Abstract

Type 2 diabetes (T2D) carries risks of both cardiovascular (CV) (myocardial infarction, stroke, and peripheral vascular disease) and microvascular (retinopathy/nephropathy/neuropathy) complications. Glucose-lowering is an effective strategy for preventing microvascular complications, but the extent to which it can reduce CV complications is less certain. Glucagon-like peptide-1 (GLP-1) agonists are potent glucose-lowering agents but also have potentially beneficial effects on other traditional (body weight, blood pressure (BP), and LDL cholesterol) and non-traditional risk factors (low grade inflammation and endothelial dysfunction). The results of four large CV outcome trials with GLP-1 agonists are now available. These have compared lixisenatide (ELIXA), liraglutide (LEADER), semaglutide (SUSTAIN-6), and long-acting exenatide (EXSCEL) with placebo and standard of care over 2–4 years; four others (including with dulaglutide and albiglutide) are ongoing.

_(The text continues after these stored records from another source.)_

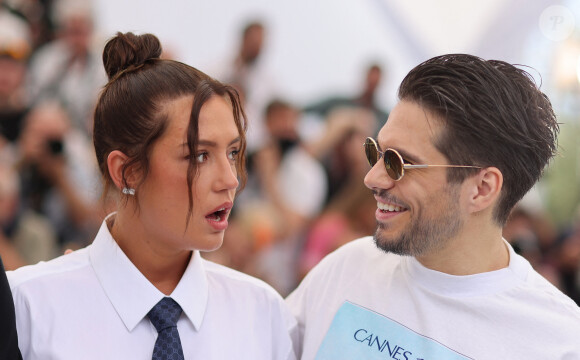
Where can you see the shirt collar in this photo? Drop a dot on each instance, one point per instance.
(470, 285)
(132, 295)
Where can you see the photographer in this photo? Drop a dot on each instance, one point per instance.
(58, 174)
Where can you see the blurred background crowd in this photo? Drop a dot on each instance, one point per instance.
(305, 194)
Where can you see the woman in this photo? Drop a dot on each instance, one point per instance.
(169, 141)
(8, 338)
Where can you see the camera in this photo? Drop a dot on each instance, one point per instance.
(55, 146)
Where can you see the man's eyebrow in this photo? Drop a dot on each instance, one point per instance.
(406, 156)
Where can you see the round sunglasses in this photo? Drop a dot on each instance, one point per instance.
(394, 163)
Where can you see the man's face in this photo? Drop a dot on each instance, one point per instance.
(421, 213)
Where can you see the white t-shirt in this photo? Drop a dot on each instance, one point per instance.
(392, 307)
(92, 304)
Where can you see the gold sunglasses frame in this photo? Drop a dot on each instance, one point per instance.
(402, 162)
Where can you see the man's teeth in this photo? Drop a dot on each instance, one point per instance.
(388, 207)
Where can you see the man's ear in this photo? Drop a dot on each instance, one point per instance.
(116, 162)
(484, 189)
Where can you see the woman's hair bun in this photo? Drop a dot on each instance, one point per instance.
(128, 49)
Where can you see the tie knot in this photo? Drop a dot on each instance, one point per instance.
(165, 314)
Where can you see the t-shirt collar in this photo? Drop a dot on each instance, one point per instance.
(469, 285)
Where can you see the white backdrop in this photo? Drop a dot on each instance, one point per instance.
(320, 47)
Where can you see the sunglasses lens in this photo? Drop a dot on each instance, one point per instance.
(371, 152)
(393, 164)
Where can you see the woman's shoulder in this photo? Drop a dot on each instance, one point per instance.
(57, 269)
(221, 276)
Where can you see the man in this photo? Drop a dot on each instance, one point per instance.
(438, 281)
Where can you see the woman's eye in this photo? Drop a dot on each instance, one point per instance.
(233, 155)
(201, 157)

LEADER and SUSTAIN-6 have demonstrated reductions in rates of major adverse CV events with active GLP-1 treatment but ELIXA and EXSCEL have not. In this review, we discuss the mechanisms by which GLP-1 receptor agonists act on the CV system and the design and conduct of these trials. Contrary to the assertions that (a) all GLP-1 agonists reduce CV disease in T2D but to different extents or (b) the magnitude of CV protection is predominantly related to glucose-lowering, we argue that CV benefit is specific to agents that provide longer acting agonism at the GLP-1 receptor. The mechanisms involve reduction in body weight and BP, and lowering of LDL-cholesterol and glucose, but pleiotropic effects—including suppression of low grade inflammation, vasodilation, and natriuresis—are also likely relevant.